Key questions: Means or proportions? One or two samples? Paired or independent? Large or small \(n\)?

Check Conditions

Once you know the test, verify the conditions:

Test	Conditions
One-sample \(t\)	Random sample. Population ~ Normal, or \(n \geq 30\) (CLT).
One-proportion \(z\)	Random sample. \(np_0 \geq 10\) and \(n(1-p_0) \geq 10\). Use \(p_0\), not \(\hat{p}\)!
Two-sample \(t\)	Two independent random samples. Both populations ~ Normal, or both \(n \geq 30\).
Paired \(t\)	Random sample of paired observations. Differences ~ Normal, or \(n \geq 30\).
Two-proportion \(z\)	Two independent random samples. \(n_i\hat{p} \geq 10\) and \(n_i(1-\hat{p}) \geq 10\) for both groups.

Don’t Skip This

If conditions aren’t met, the test isn’t valid. Always show your work checking them.

Step 1: State the Hypotheses

Write \(H_0\) and \(H_a\) in terms of the population parameter (\(\mu\), \(p\), \(\mu_1 - \mu_2\), \(\mu_d\), \(p_1 - p_2\)) — never in terms of \(\bar{x}\) or \(\hat{p}\).

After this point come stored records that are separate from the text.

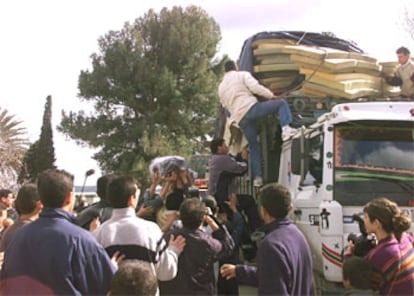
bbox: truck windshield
[334,121,414,206]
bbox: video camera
[347,214,377,257]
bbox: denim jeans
[239,99,292,178]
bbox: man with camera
[160,198,234,295]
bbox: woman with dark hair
[364,198,414,295]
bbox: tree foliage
[19,96,56,183]
[59,6,225,184]
[0,107,29,188]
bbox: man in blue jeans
[218,61,296,187]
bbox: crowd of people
[0,156,414,295]
[0,49,414,295]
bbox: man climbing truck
[220,31,414,294]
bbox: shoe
[253,177,263,187]
[282,125,298,141]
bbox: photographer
[160,198,234,295]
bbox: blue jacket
[236,218,314,295]
[1,208,115,295]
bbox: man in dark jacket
[159,198,234,295]
[76,175,116,230]
[0,169,115,295]
[220,183,314,295]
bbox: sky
[0,0,414,185]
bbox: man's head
[180,198,206,230]
[260,183,292,223]
[107,176,139,209]
[109,260,158,296]
[210,138,229,154]
[96,175,116,199]
[37,169,75,211]
[0,189,14,208]
[224,61,237,72]
[396,46,410,65]
[15,183,41,215]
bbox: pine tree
[18,96,56,183]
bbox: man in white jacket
[385,46,414,98]
[218,61,296,187]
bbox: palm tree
[0,107,29,188]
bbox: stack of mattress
[252,39,400,99]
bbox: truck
[226,31,414,294]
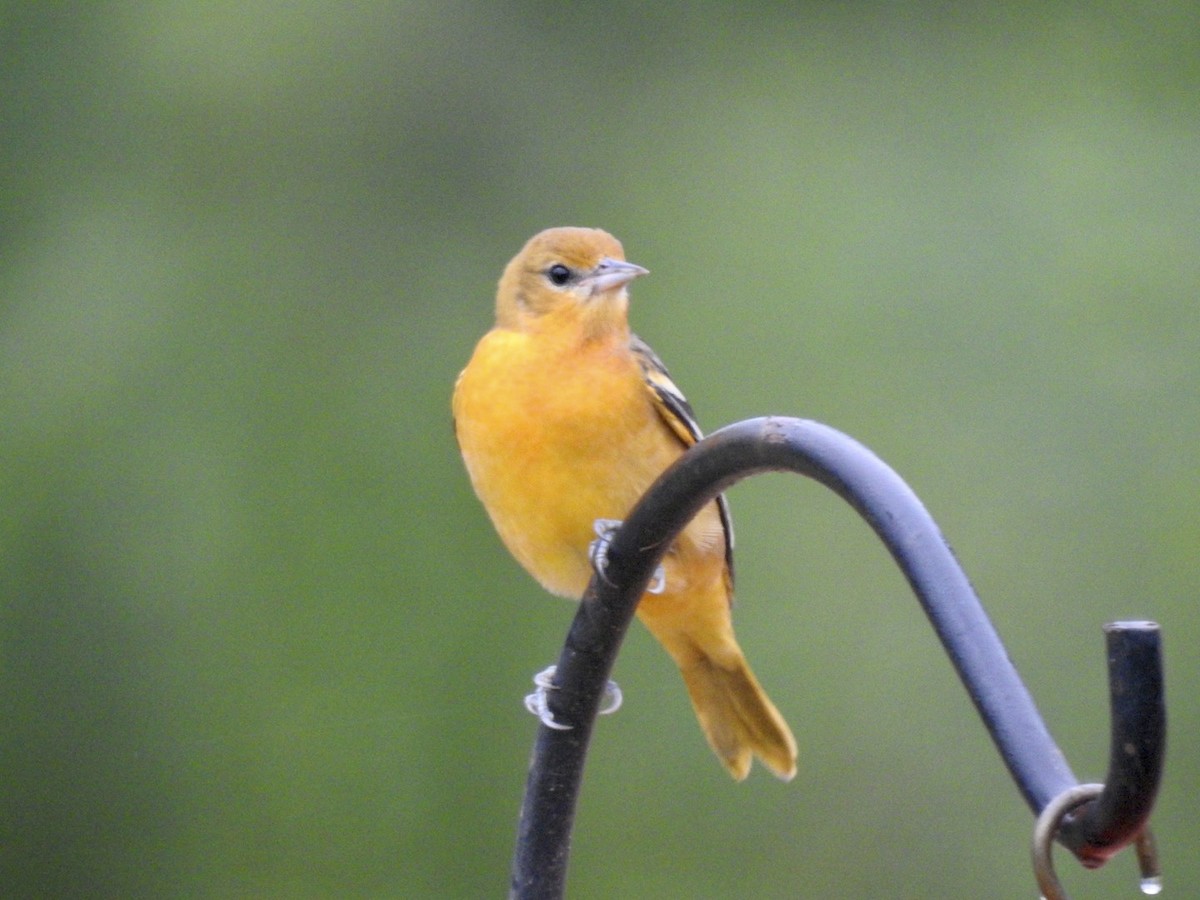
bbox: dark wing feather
[629,335,733,586]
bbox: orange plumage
[454,228,796,779]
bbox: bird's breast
[455,332,682,596]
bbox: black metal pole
[511,418,1165,900]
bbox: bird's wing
[629,335,733,584]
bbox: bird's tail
[642,617,796,781]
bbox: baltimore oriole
[454,228,796,780]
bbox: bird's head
[496,228,647,331]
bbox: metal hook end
[1032,785,1104,900]
[1033,785,1163,900]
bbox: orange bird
[454,228,796,780]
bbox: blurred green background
[0,0,1200,898]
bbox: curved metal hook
[1032,785,1163,900]
[511,416,1165,898]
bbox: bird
[451,227,797,781]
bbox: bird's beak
[583,257,650,292]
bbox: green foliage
[0,2,1200,898]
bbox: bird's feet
[588,518,667,594]
[526,666,623,731]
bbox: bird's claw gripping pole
[511,416,1166,900]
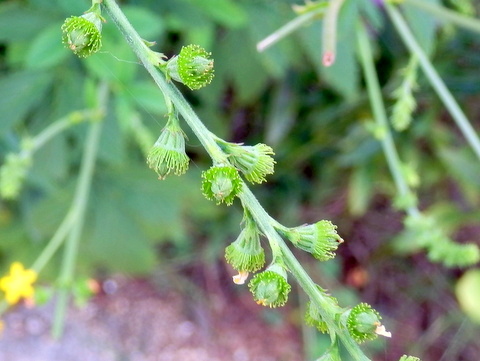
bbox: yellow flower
[0,262,37,305]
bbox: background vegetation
[0,0,480,361]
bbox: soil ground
[0,278,302,361]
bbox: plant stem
[357,24,420,216]
[404,0,480,33]
[257,7,325,52]
[103,0,376,361]
[52,83,108,338]
[385,4,480,159]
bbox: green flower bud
[0,152,32,199]
[165,45,213,90]
[202,166,242,206]
[147,115,189,179]
[315,343,342,361]
[62,4,104,58]
[346,303,392,343]
[305,292,343,333]
[248,263,292,307]
[304,301,328,333]
[285,220,343,261]
[398,355,422,361]
[219,142,275,183]
[225,211,265,273]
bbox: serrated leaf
[402,0,438,54]
[0,2,52,42]
[182,0,247,28]
[25,23,70,69]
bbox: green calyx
[202,166,242,206]
[219,142,275,183]
[398,355,422,361]
[346,303,391,343]
[225,212,265,272]
[62,4,103,58]
[147,115,190,180]
[164,44,214,90]
[248,264,292,308]
[285,220,343,261]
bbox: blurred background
[0,0,480,361]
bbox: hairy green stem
[52,83,108,338]
[257,7,325,52]
[404,0,480,33]
[357,24,420,216]
[103,0,227,163]
[104,0,376,361]
[385,4,480,159]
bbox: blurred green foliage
[0,0,480,358]
[0,0,480,272]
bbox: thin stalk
[52,84,108,338]
[103,0,370,361]
[31,210,75,273]
[385,3,480,159]
[239,186,370,361]
[31,110,98,153]
[257,7,325,52]
[103,0,227,163]
[357,25,419,216]
[404,0,480,33]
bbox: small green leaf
[182,0,247,28]
[25,23,70,69]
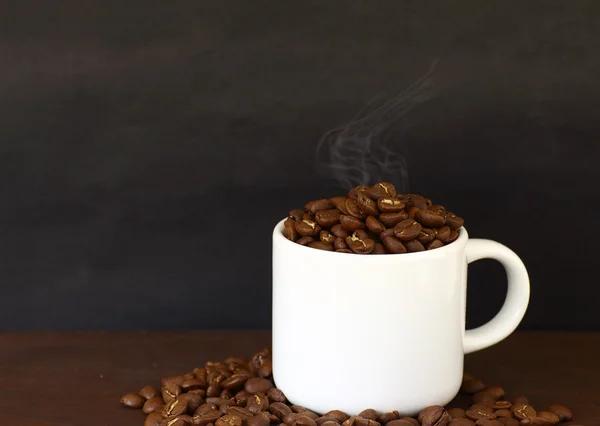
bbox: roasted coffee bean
[269,402,292,420]
[394,219,422,241]
[448,418,475,426]
[162,381,181,404]
[448,408,467,419]
[425,238,444,250]
[404,239,425,253]
[142,396,164,414]
[548,404,573,422]
[417,228,435,244]
[323,410,350,423]
[366,182,396,200]
[206,382,223,397]
[315,209,342,228]
[308,241,333,251]
[379,212,408,227]
[144,413,164,426]
[358,408,378,420]
[304,198,335,214]
[138,385,159,399]
[296,237,315,246]
[419,405,450,426]
[283,217,298,241]
[473,391,496,404]
[348,185,369,200]
[436,226,451,243]
[340,214,365,231]
[121,393,146,408]
[415,210,446,228]
[244,413,271,426]
[365,216,385,233]
[511,404,537,420]
[162,398,188,417]
[446,212,465,230]
[538,411,561,425]
[295,219,321,237]
[383,236,407,253]
[377,197,405,213]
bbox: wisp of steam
[316,61,437,192]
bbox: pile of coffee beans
[121,349,573,426]
[283,182,464,254]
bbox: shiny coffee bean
[366,182,396,200]
[383,236,407,254]
[307,241,333,251]
[304,198,335,214]
[379,212,408,227]
[377,197,405,213]
[365,216,385,233]
[295,219,321,237]
[340,214,365,231]
[394,219,422,241]
[315,209,342,228]
[121,393,146,408]
[404,239,425,253]
[296,237,315,246]
[415,210,446,228]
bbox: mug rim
[273,217,469,259]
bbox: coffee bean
[377,410,400,424]
[138,385,158,399]
[283,217,298,241]
[449,419,475,426]
[269,402,292,420]
[404,239,425,253]
[436,226,450,243]
[245,413,271,426]
[415,210,446,228]
[366,182,396,200]
[379,212,408,227]
[315,209,342,228]
[448,408,467,419]
[548,404,573,422]
[295,219,321,237]
[358,408,377,420]
[340,214,365,231]
[511,404,537,420]
[142,396,164,414]
[121,393,146,408]
[426,239,444,250]
[356,193,379,216]
[417,228,435,244]
[144,413,164,426]
[394,219,422,241]
[308,241,333,251]
[296,237,315,246]
[419,405,450,426]
[323,410,350,423]
[538,411,562,425]
[446,212,465,230]
[365,216,385,233]
[304,198,335,214]
[383,236,407,253]
[377,197,405,213]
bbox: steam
[316,61,437,192]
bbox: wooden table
[0,332,600,426]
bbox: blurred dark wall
[0,0,600,330]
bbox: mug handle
[463,238,529,354]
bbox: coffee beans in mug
[121,352,573,426]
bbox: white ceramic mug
[273,221,529,415]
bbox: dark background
[0,0,600,330]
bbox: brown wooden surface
[0,332,600,426]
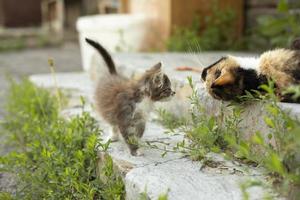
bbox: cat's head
[142,62,175,101]
[201,56,260,101]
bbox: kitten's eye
[215,70,221,78]
[154,77,161,83]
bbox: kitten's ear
[201,67,209,81]
[150,62,162,72]
[212,71,235,87]
[291,38,300,50]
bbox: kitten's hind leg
[109,126,120,142]
[120,126,139,156]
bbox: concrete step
[30,54,292,200]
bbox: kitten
[86,38,175,155]
[201,40,300,101]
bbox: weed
[0,80,124,199]
[157,78,300,199]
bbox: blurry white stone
[77,14,149,71]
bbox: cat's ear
[201,57,227,81]
[212,71,235,87]
[291,38,300,50]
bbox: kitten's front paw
[108,134,119,142]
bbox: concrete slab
[30,54,288,200]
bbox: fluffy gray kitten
[86,38,175,156]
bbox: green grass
[0,80,125,199]
[160,79,300,199]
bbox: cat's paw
[130,149,145,157]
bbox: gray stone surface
[31,51,290,200]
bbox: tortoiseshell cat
[86,38,175,156]
[201,39,300,101]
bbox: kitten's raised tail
[85,38,117,74]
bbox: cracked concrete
[31,51,286,200]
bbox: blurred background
[0,0,300,52]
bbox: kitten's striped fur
[86,39,175,155]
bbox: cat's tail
[85,38,117,74]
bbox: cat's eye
[215,70,221,78]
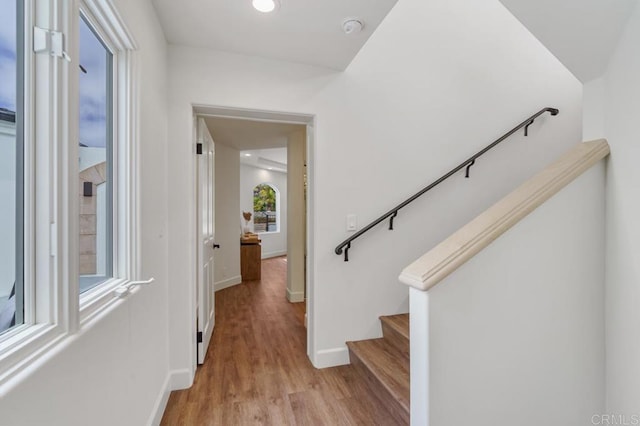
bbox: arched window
[253,183,280,233]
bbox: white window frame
[251,182,281,235]
[74,0,140,326]
[0,0,140,389]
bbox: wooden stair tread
[380,314,409,340]
[347,338,409,415]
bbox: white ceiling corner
[152,0,397,70]
[500,0,638,83]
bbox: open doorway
[194,107,313,364]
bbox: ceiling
[500,0,638,83]
[152,0,397,70]
[204,117,305,151]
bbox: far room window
[79,16,114,293]
[253,183,280,232]
[0,0,24,334]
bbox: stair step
[380,314,409,356]
[347,338,409,425]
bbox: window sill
[80,278,129,327]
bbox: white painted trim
[213,275,242,291]
[262,250,287,260]
[147,373,171,426]
[169,368,195,391]
[312,346,351,368]
[178,102,316,376]
[409,288,429,426]
[287,289,304,303]
[399,139,609,291]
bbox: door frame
[194,115,215,364]
[191,104,316,362]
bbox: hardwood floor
[162,257,396,426]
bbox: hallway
[162,257,394,426]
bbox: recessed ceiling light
[342,18,364,34]
[251,0,278,13]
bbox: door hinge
[33,27,71,62]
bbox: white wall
[169,0,582,373]
[0,121,16,300]
[0,0,171,426]
[585,1,640,419]
[214,143,242,290]
[237,164,287,259]
[422,161,608,426]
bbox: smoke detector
[342,18,364,34]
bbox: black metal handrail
[335,107,560,262]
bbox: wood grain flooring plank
[161,258,395,426]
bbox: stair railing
[335,107,560,262]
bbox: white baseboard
[147,374,171,426]
[287,289,304,303]
[169,368,193,391]
[262,250,287,259]
[213,275,242,291]
[311,346,350,368]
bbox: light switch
[347,214,358,231]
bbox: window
[0,0,140,384]
[253,183,280,233]
[78,17,113,293]
[0,0,24,334]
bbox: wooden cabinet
[240,243,262,281]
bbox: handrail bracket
[389,210,398,231]
[464,158,476,178]
[335,107,560,262]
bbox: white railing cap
[399,139,609,291]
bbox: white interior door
[196,118,216,364]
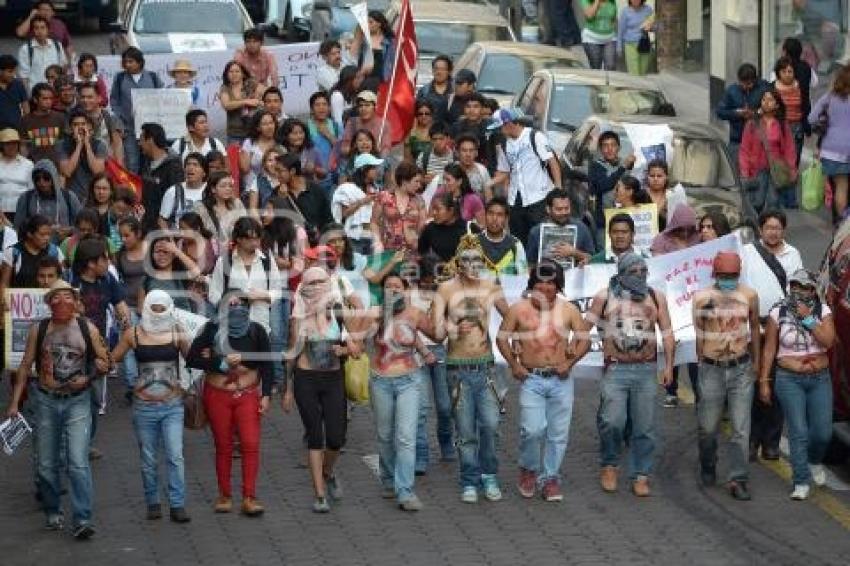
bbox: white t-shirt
[331,183,372,240]
[159,183,204,222]
[498,128,554,206]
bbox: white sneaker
[791,484,811,501]
[809,464,826,487]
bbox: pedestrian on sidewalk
[496,259,590,501]
[759,269,836,501]
[585,253,676,497]
[692,252,761,501]
[186,293,273,517]
[112,290,190,523]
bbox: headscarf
[139,289,175,334]
[610,252,649,301]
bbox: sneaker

\(H_0\) is always “\(=\)” (the status quo)
\(H_a\) is what you’re trying to show (\(\neq\), \(<\), or \(>\))

Step 2: Compute the Test Statistic

Every test statistic has the same structure:

\[\text{test stat} = \frac{\text{estimate} - \text{null value}}{SE}\]

Step 3: Find the p-value

The \(p\)-value answers: If \(H_0\) were true, how likely is a result this extreme?

Use R-Lite:

Direction	\(z\)-test	\(t\)-test
Left-tailed (\(<\))	`pnorm(z)`	`pt(t, df)`
Right-tailed (\(>\))	`1 - pnorm(z)`	`1 - pt(t, df)`
Two-tailed (\(\neq\))	`2*(1 - pnorm(abs(z)))`	`2*(1 - pt(abs(t), df))`

Step 4: Decide and Conclude

\(p \leq \alpha\) → Reject \(H_0\).
\(p > \alpha\) → Fail to reject \(H_0\).

How to Write the Conclusion

Reject: “At the [α]% significance level, there is sufficient evidence that [restate \(H_a\) in context].”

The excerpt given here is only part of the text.